Abstract
Objective: The purpose of the study was to describe the characteristics of patients who fall in the inpatient traumatic brain injury (TBI) rehabilitation setting.
Setting: Specialized inpatient TBI rehabilitation unit.
Participants: Fifty-four patients with history of falls and 55 nonequivalent patients without history of falls.
Design: Retrospective nonequivalent case-control study.
Main Measures: The Functional Independence Measure, Glasgow Coma Scale, Westmead Post-traumatic Amnesia Scale, demographic and functional characteristics, and behavior and medication variables.
Results: No significant difference between patients with and without history of falls for age, sex, medication class or total number of medications administered on admission, and median admission Westmead Post-traumatic Amnesia Scale score was observed. Patients with history of falls had a significantly longer duration of post-traumatic amnesia, rehabilitation length of stay, and lower mean total admission Functional Independence Measure score and median Glasgow Coma Scale score at the time of injury. Patients with history of falls were more than 10 times more likely than patients without history of falls to require assistance on admission for activities of daily living, transfers, and continence/toileting. Neurobehaviors including noncompliance and anosognosia were significantly associated with patients with history of falls.

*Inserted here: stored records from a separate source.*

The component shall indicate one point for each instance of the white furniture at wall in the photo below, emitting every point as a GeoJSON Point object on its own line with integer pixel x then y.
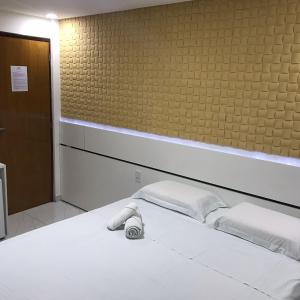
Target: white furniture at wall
{"type": "Point", "coordinates": [101, 163]}
{"type": "Point", "coordinates": [3, 202]}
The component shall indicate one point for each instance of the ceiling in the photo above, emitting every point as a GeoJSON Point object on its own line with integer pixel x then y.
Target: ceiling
{"type": "Point", "coordinates": [74, 8]}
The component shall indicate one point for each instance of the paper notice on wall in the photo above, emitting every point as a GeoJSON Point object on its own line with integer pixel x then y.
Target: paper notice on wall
{"type": "Point", "coordinates": [19, 78]}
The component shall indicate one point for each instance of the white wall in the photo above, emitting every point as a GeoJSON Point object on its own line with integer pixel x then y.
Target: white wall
{"type": "Point", "coordinates": [38, 27]}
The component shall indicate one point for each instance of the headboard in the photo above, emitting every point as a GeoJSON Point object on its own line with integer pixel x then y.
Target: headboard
{"type": "Point", "coordinates": [269, 180]}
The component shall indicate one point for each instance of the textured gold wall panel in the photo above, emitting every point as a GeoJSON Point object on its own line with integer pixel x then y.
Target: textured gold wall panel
{"type": "Point", "coordinates": [219, 71]}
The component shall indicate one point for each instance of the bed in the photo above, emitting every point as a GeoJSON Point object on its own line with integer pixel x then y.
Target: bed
{"type": "Point", "coordinates": [178, 258]}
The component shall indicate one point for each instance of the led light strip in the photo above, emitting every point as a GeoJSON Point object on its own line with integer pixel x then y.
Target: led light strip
{"type": "Point", "coordinates": [200, 145]}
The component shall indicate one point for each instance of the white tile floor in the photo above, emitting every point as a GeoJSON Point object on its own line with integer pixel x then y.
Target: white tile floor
{"type": "Point", "coordinates": [40, 216]}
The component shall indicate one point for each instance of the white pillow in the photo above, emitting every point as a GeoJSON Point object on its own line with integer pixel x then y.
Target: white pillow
{"type": "Point", "coordinates": [188, 200]}
{"type": "Point", "coordinates": [267, 228]}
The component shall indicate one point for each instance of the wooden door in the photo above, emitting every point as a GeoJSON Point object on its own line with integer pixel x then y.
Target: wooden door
{"type": "Point", "coordinates": [26, 123]}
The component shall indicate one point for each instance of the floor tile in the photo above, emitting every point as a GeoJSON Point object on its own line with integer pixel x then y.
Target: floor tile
{"type": "Point", "coordinates": [20, 223]}
{"type": "Point", "coordinates": [53, 212]}
{"type": "Point", "coordinates": [40, 216]}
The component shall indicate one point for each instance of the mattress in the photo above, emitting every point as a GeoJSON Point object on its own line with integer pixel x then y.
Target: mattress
{"type": "Point", "coordinates": [178, 258]}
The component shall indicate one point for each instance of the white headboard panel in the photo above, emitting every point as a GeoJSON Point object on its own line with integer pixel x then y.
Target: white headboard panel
{"type": "Point", "coordinates": [272, 177]}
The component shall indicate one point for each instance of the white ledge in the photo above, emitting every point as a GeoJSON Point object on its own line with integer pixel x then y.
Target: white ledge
{"type": "Point", "coordinates": [290, 161]}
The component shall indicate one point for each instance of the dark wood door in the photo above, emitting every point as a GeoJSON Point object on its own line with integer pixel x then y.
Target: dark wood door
{"type": "Point", "coordinates": [26, 123]}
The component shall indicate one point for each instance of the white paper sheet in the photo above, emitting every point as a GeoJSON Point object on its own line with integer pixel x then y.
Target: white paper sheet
{"type": "Point", "coordinates": [19, 78]}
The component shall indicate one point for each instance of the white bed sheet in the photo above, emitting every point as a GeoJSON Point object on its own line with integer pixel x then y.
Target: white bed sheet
{"type": "Point", "coordinates": [179, 258]}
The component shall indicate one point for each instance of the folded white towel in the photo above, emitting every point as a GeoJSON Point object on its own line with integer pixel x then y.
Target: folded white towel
{"type": "Point", "coordinates": [128, 211]}
{"type": "Point", "coordinates": [134, 227]}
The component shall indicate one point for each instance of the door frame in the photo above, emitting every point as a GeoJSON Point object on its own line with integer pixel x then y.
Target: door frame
{"type": "Point", "coordinates": [48, 40]}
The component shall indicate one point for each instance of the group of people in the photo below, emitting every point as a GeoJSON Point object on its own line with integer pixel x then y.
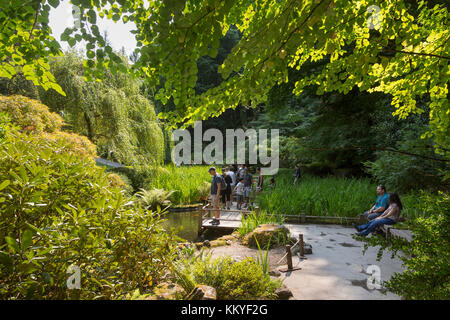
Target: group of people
{"type": "Point", "coordinates": [386, 210]}
{"type": "Point", "coordinates": [237, 180]}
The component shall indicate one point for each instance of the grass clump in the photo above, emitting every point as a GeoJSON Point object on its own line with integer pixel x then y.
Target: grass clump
{"type": "Point", "coordinates": [189, 183]}
{"type": "Point", "coordinates": [324, 196]}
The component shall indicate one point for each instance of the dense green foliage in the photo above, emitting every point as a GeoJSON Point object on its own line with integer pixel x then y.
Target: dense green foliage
{"type": "Point", "coordinates": [112, 113]}
{"type": "Point", "coordinates": [426, 258]}
{"type": "Point", "coordinates": [253, 220]}
{"type": "Point", "coordinates": [31, 116]}
{"type": "Point", "coordinates": [58, 209]}
{"type": "Point", "coordinates": [233, 280]}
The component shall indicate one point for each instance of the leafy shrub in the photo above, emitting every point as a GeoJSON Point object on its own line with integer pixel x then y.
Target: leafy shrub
{"type": "Point", "coordinates": [232, 279]}
{"type": "Point", "coordinates": [58, 209]}
{"type": "Point", "coordinates": [112, 113]}
{"type": "Point", "coordinates": [78, 144]}
{"type": "Point", "coordinates": [118, 181]}
{"type": "Point", "coordinates": [30, 114]}
{"type": "Point", "coordinates": [191, 183]}
{"type": "Point", "coordinates": [427, 256]}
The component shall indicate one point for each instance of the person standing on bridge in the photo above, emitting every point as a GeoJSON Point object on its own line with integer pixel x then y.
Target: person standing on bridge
{"type": "Point", "coordinates": [248, 183]}
{"type": "Point", "coordinates": [217, 184]}
{"type": "Point", "coordinates": [380, 205]}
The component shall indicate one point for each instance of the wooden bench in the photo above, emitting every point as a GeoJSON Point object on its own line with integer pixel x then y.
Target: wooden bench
{"type": "Point", "coordinates": [390, 232]}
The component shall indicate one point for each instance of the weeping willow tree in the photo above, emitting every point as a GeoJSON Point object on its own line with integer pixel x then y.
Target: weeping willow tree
{"type": "Point", "coordinates": [112, 113]}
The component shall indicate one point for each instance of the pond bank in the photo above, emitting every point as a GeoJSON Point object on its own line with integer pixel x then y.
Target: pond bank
{"type": "Point", "coordinates": [336, 269]}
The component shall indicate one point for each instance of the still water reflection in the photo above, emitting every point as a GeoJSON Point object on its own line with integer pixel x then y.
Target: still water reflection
{"type": "Point", "coordinates": [185, 222]}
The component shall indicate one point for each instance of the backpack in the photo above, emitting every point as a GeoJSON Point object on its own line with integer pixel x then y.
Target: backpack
{"type": "Point", "coordinates": [240, 174]}
{"type": "Point", "coordinates": [223, 185]}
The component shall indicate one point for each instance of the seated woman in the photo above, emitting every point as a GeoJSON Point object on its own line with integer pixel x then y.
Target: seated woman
{"type": "Point", "coordinates": [390, 216]}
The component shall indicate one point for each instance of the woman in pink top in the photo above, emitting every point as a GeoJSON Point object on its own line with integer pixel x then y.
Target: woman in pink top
{"type": "Point", "coordinates": [389, 216]}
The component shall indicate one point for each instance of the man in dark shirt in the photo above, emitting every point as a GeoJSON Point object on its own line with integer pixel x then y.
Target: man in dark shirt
{"type": "Point", "coordinates": [217, 184]}
{"type": "Point", "coordinates": [297, 173]}
{"type": "Point", "coordinates": [248, 184]}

Conclusions: A patient in the rehabilitation setting with a more severe TBI characterized by multisystem impairments is at an increased risk of falling, whereas some traditional fall risk factors were not associated with patients who fall. Rehabilitation settings should consider cohort-specific fall risk profiling. The Ontario STRATIFY Falls Risk Screening Tool is perhaps not the best tool to screen for falls in this inpatient population.